Chen, C.S. .
1964.
The Regional Lithostratigraphic Analysis of Paleocene and Eocene Rocks of Florida..
Geology. Tallahassee, Florida State University.
Lithologic and thickness data of the successive Paleocene and Eocene stratigraphic units in panhandle and peninsular Florida were obtained by investigating cuttings, cores, and electric logs of a total of 164 wells selected for this study. These data were employed for constructing isopachs-lithofacies maps, structure maps and lithologic cross sections. These maps and cross sections together with the paleontologic information make possible more reliable interpretations of sedimentary petrogenesis and of the regional tectonics of the Paleocene and Eocene time in Florida.
Two distinct sedimentary facies, clastic (panhandle Florida) and nonclastic (peninsular Florida), have been recognized and differentiated on a series of isopach-lithofacies maps of the successive stratigraphic units of the Paleocene and Eocene Series in the area studied. These two sedimentary facies were separated by the Suwannee Channel, which acted as a natural barrier, both sedimentological and faunal, and occupied a narrow belt along southern Georgia and northern Florida with a northeast-southwest trend during the time from late Upper Cretaceous to Upper Eocene. The barrier nature of the Suwannee Channel gradually became less effective and finally disappeared near the end of Eocene time.
On the basis of lithologic and paleontologic data together with the ecologic an environmental conditions inferred in this study, the following interpretations concerned with the regional sedimentation were made. In peninsular Florida, nonclastic sediments, carbonates and evaporates, were formed on a stable carbonate bank or shelf in warm, shallow-water, and open marine environment which could be comparable to those existing today in the Great Bahamas, Florid Bay and keys, and Campeche Banks. In panhandle Florida, clastic sediments were laid down on a relatively unstable shelf in transitional or deltaic and shallow water marine environments. Isopach-lithofacies maps indicate that clastic sediments become coarser and more dominant northward toward the Appalachian Piedmont, while carbonates and finer clastics are the major lithologies southeastward near the Suwannee Channels and southward toward the Gulf. The principal source area of those terrigenous materials is considered to be the Southern Appalachians.
Stratigraphic analysis indicates that only epeirogenic movements affected the area during the Early Tertiary time. Several minor disconformities have been recognized at the outcrop area, but they are generally not recognizable in the subsurface in panhandle and peninsular Florida, except at the contacts of the Ocala Group which show unconformable relationships with beds lying above and below.

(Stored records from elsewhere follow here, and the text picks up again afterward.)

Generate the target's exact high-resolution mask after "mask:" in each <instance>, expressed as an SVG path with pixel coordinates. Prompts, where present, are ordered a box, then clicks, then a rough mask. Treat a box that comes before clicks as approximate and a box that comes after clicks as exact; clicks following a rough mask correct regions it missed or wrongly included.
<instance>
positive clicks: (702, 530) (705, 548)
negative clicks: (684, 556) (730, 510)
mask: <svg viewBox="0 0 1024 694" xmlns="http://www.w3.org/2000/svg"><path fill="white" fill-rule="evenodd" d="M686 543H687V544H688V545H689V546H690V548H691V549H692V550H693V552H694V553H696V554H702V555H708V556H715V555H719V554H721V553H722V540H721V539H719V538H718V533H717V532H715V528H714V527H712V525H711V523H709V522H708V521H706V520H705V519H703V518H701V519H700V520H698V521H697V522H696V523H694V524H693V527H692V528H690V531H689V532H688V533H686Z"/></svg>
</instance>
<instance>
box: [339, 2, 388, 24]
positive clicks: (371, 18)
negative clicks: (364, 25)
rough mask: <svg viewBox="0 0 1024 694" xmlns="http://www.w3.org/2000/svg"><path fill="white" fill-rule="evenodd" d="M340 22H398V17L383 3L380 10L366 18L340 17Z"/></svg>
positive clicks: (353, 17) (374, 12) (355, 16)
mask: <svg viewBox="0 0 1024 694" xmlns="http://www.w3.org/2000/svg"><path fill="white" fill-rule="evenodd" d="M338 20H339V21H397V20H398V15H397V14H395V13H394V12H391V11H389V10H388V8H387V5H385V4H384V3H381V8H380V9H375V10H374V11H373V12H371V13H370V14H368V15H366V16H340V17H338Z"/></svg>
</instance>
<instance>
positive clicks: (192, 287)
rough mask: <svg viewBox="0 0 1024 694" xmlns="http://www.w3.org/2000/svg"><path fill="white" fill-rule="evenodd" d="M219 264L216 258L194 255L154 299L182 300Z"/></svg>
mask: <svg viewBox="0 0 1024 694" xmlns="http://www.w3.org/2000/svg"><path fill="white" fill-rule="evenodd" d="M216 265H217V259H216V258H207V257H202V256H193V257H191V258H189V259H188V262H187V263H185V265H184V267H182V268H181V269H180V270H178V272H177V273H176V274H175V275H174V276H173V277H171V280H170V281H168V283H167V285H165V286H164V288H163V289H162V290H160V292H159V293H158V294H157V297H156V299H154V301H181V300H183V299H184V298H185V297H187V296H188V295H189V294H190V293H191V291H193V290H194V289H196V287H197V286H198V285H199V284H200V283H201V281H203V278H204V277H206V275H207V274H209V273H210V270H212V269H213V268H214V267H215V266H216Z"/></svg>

The fact of gradual but steady spreading of the nonclastic facies northerly and westerly over the clastic facies during early Tertiary time may be the result of continued marine transgression. Some spor5adic regressions occurred during Paleocene and Eocene time as manifested by the presence of local and regional unconformities.
Paleogeographic maps of the successive Paleocene and Eocene stratigraphic units studied are reconstructed on the basis of the series of isopach-lithofacies maps, lithologic and paleontologic data, and ecologic and environmental conditions inferred from this study.